When Jennings recorded Honky Tonk Heroes in 1973, he broke so many rules that the album turned into one of the opening salvos of outlaw country, along with Willie’s Shotgun Willie, which had come out two weeks earlier on Atlantic, and Jerry Jeff’s Viva Terlingua at the end of the year. Besides singing nine tracks by an unproven songwriter, Jennings insisted on using his own touring band in the studio. The result was a record that holds up like Creedence Clearwater Revival.
Honky Tonk Heroes wasn’t a big hit, but it continues to influence, not just in the material, but in the manner it was made. “There’s always one more way to do things,” Waylon said, “and that’s your own way.”

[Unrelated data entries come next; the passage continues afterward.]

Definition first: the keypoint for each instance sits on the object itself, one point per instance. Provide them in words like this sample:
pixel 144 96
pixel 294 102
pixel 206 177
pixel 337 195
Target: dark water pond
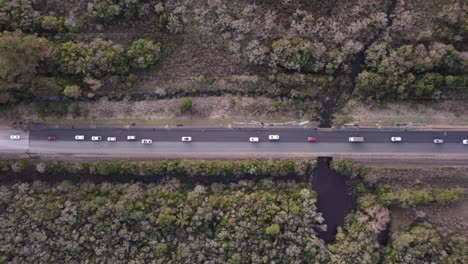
pixel 334 199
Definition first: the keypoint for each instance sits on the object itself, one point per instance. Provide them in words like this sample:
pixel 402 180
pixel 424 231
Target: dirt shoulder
pixel 448 219
pixel 215 110
pixel 435 114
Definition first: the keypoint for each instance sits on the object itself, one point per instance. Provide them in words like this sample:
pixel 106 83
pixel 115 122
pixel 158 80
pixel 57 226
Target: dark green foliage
pixel 413 72
pixel 296 54
pixel 101 58
pixel 347 168
pixel 355 245
pixel 138 222
pixel 211 170
pixel 20 56
pixel 421 244
pixel 105 11
pixel 45 109
pixel 144 53
pixel 45 87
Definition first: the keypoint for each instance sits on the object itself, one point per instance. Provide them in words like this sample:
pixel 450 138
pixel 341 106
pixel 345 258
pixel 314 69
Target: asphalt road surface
pixel 235 140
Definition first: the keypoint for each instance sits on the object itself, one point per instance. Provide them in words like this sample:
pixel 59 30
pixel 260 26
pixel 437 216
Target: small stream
pixel 334 199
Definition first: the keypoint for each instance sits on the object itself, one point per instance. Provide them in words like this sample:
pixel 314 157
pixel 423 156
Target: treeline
pixel 21 15
pixel 34 67
pixel 181 169
pixel 243 222
pixel 247 221
pixel 419 72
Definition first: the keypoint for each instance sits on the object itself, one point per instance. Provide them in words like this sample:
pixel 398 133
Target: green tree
pixel 421 244
pixel 273 230
pixel 20 55
pixel 45 87
pixel 144 53
pixel 73 91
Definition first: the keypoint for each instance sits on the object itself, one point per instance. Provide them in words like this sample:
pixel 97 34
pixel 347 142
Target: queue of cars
pixel 251 139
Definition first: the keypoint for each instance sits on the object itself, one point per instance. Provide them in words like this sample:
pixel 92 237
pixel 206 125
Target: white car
pixel 147 141
pixel 253 139
pixel 273 137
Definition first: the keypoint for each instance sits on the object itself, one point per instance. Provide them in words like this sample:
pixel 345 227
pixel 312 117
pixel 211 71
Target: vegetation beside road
pixel 185 170
pixel 272 218
pixel 314 54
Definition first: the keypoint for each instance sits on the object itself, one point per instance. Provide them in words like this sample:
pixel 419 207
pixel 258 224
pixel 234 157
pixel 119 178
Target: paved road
pixel 223 140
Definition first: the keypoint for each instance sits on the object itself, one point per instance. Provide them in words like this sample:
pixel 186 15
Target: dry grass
pixel 205 111
pixel 449 219
pixel 443 113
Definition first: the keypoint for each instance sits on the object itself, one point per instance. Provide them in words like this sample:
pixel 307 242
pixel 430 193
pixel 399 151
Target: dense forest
pixel 271 217
pixel 316 54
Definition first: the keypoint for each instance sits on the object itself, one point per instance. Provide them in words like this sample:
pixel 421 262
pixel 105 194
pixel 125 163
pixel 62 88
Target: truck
pixel 356 139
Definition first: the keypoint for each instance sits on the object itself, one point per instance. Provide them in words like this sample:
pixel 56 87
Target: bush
pixel 273 230
pixel 183 169
pixel 185 106
pixel 295 54
pixel 20 55
pixel 45 87
pixel 73 91
pixel 144 53
pixel 133 222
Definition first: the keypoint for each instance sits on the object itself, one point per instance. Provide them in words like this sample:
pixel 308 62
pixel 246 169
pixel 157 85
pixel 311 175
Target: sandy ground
pixel 443 113
pixel 205 110
pixel 447 219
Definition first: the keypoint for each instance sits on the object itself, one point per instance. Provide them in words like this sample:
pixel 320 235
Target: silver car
pixel 273 137
pixel 253 139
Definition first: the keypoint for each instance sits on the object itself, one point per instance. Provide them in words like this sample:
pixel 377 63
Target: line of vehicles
pixel 147 141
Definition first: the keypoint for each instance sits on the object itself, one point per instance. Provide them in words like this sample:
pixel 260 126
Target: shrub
pixel 45 87
pixel 20 55
pixel 295 54
pixel 272 230
pixel 144 53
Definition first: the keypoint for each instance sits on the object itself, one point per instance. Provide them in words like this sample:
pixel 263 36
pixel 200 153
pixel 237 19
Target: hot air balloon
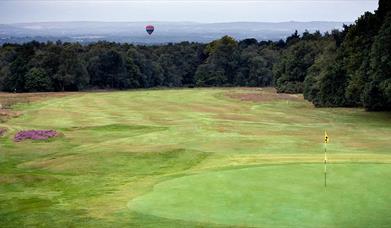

Billy Joe Shaver, who passed away in Oct. 2020 at age 81, went on to become the poet laureate of Texas country, a writer like Tom Waits who could sum up so much with a single line. "There's a lot of rough ol' boys down in Texas who might look at singin' and songwritin' as a weaker profession. So we give it to 'em tough," said Bubba Shaver, who signed his poems in the high school paper using his real name as a disguise. "Plus there's that pride. Guys like me and Rodney Crowell and Guy Clark would be embarrassed to write a bad song, no matter how much money it made."